One of the largest shareholders in Croatia’s troubled food retailer Agrokor, Russia’s Sberbank, has already begun receiving bids for its stake in the company, Poslovni Dnevnik reported.
Agrokor, the largest firm in the Balkans with over 50,000 staff, was put under state-run administration last year, crippled by debts built up during an ambitious expansion drive.
In October, a Croatian court approved a deal for the indebted Agrokor that includes a debt-for-equity swap. That means the company’s biggest single creditor, Sberbank, is soon to become its largest shareholder with a 39.2 percent stake.
Maxim Poletayev, an aide to Sberbank’s CEO who is overseeing Agrokor’s restructuring, said that Sberbank has already started to get proposals to buy out the bank’s stake from different kinds of distressed funds spanning the United States and Canada to the UK.
“All will depend on the price, so far we are studying them (the proposals),” he said.
Poletayev said that Sberbank is also in talks with a number of investors who may take part in refinancing Agrokor’s super-senior debt.
The company has $1.25 billion in the super-senior loan, with Knighthead, VTB, Russia’s second-largest bank, and Italy’s UniCredit among its debtors, he said.
Poletayev said that the super-senior debt would bear an annual rate of 10 percent starting from January.
“Replacing this loan with another one… is a task of the next couple of months.
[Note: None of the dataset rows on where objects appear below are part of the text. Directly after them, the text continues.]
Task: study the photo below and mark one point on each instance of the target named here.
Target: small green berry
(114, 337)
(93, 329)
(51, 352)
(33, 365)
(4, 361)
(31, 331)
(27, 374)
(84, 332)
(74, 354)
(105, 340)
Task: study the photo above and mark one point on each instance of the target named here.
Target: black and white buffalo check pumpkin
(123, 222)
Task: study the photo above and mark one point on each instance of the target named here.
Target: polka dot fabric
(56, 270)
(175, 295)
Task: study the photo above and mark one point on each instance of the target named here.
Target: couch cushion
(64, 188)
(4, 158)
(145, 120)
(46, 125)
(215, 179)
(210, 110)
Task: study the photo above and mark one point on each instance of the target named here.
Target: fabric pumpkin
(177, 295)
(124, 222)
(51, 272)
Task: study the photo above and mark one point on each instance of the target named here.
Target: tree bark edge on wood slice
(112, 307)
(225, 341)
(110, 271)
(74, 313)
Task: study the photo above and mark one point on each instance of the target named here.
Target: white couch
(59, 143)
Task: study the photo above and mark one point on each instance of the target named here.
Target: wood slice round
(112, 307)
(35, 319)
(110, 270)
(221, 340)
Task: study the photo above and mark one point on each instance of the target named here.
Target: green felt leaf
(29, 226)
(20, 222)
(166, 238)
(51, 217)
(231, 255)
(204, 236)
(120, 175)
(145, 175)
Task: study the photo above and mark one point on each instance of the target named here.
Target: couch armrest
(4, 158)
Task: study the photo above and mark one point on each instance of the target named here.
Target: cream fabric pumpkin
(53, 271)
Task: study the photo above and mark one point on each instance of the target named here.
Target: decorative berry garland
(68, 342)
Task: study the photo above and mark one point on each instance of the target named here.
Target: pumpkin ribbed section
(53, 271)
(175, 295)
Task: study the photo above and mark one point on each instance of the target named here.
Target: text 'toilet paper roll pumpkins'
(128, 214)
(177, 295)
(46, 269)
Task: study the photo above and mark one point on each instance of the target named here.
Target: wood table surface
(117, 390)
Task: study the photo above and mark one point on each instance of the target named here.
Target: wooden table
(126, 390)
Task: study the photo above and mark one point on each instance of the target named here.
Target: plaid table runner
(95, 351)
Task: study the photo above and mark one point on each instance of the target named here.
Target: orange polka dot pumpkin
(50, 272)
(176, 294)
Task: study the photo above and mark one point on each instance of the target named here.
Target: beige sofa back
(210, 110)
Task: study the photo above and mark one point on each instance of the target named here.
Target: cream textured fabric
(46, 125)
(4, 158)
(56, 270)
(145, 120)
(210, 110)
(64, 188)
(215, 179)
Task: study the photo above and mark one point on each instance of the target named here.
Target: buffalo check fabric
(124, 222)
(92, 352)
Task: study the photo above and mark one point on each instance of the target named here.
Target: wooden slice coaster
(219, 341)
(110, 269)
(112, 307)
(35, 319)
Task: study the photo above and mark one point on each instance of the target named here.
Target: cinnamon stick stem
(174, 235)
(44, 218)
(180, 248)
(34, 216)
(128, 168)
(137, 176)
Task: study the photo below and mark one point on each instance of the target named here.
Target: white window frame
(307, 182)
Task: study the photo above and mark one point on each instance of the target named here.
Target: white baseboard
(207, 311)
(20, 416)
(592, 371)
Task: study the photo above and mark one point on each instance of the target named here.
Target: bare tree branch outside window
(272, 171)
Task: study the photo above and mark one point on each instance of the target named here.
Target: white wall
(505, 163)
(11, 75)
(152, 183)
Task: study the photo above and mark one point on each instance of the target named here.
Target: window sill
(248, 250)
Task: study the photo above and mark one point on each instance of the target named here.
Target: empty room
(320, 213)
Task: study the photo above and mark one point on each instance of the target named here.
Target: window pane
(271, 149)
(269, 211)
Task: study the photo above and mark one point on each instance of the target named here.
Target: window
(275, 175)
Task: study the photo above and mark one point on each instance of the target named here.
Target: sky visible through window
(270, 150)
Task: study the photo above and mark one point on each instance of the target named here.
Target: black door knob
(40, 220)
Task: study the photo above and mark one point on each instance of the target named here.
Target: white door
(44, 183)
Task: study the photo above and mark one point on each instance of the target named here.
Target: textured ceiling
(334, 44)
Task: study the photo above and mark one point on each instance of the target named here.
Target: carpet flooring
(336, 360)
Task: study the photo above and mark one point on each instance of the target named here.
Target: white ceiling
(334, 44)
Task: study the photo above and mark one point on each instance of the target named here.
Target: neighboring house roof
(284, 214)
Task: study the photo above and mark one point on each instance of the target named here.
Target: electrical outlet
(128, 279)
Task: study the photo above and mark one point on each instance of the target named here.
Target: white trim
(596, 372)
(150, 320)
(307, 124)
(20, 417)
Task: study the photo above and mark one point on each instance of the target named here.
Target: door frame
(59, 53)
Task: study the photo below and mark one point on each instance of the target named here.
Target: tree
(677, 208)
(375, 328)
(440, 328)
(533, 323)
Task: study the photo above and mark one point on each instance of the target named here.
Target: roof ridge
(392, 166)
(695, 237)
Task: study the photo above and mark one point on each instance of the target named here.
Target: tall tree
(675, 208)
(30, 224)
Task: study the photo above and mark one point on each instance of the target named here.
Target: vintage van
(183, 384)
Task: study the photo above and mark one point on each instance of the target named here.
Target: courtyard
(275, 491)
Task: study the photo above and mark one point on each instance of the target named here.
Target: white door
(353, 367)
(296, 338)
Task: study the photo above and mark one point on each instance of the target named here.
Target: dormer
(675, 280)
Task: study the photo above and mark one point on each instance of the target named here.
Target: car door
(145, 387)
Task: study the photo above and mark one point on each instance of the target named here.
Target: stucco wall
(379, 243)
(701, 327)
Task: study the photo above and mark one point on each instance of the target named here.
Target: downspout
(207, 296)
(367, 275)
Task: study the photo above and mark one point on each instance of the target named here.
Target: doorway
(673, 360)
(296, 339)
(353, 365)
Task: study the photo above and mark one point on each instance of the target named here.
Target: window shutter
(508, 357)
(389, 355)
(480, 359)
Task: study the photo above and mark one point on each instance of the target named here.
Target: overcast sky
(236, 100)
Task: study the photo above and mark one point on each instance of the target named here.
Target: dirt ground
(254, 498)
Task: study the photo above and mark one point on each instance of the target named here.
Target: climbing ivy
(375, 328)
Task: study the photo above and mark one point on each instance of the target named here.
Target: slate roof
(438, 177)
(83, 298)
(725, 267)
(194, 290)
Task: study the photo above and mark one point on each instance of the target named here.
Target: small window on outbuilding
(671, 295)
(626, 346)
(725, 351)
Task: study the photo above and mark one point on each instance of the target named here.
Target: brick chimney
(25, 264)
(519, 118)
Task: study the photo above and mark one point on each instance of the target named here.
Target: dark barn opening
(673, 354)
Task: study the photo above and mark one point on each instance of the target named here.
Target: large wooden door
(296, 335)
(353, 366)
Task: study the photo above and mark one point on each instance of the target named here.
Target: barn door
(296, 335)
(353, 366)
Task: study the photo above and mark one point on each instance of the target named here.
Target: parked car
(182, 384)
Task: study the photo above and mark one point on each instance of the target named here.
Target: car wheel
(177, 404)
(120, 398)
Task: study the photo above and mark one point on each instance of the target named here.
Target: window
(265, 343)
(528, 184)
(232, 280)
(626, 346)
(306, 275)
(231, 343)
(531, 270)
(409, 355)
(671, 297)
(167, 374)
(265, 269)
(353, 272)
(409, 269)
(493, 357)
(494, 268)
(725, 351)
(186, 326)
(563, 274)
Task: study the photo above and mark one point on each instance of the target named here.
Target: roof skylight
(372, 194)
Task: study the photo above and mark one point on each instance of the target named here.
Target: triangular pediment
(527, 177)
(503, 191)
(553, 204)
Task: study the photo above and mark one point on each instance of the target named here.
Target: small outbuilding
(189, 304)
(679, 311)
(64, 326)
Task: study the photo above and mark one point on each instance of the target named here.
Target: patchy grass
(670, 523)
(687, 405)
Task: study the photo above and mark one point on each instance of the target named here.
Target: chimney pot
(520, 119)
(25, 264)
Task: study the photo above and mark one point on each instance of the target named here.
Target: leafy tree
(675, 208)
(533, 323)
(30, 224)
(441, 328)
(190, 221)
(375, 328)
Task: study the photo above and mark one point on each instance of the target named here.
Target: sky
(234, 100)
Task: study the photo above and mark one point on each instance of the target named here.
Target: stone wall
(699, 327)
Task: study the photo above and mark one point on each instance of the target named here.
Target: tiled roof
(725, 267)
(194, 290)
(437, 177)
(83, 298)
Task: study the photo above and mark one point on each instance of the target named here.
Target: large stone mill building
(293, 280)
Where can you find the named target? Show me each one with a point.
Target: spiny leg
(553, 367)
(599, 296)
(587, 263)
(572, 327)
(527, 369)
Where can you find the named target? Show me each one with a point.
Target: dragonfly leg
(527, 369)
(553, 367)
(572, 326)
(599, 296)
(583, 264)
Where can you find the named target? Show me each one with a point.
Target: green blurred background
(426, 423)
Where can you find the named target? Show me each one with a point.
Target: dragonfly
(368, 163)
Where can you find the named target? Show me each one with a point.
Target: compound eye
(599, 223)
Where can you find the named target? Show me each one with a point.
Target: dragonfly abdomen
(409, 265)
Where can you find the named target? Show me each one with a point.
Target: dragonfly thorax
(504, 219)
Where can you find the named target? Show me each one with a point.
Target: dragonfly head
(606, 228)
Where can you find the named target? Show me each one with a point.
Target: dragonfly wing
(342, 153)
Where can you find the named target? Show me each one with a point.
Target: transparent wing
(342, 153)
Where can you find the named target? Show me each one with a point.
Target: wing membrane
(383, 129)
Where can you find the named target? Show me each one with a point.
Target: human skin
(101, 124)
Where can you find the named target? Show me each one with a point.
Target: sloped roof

We are actively working on this and have received a couple of proposals,” he said.
Sberbank and VTB, having lent a total of 1.1 billion euros and 300 million euros to Agrokor in the past, respectively, won’t be taking part in any new loans for the company, he said.
Overall claims against Agrokor, from creditors including local banks, bondholders and suppliers, amounted to some $8.9 billion before the restructure.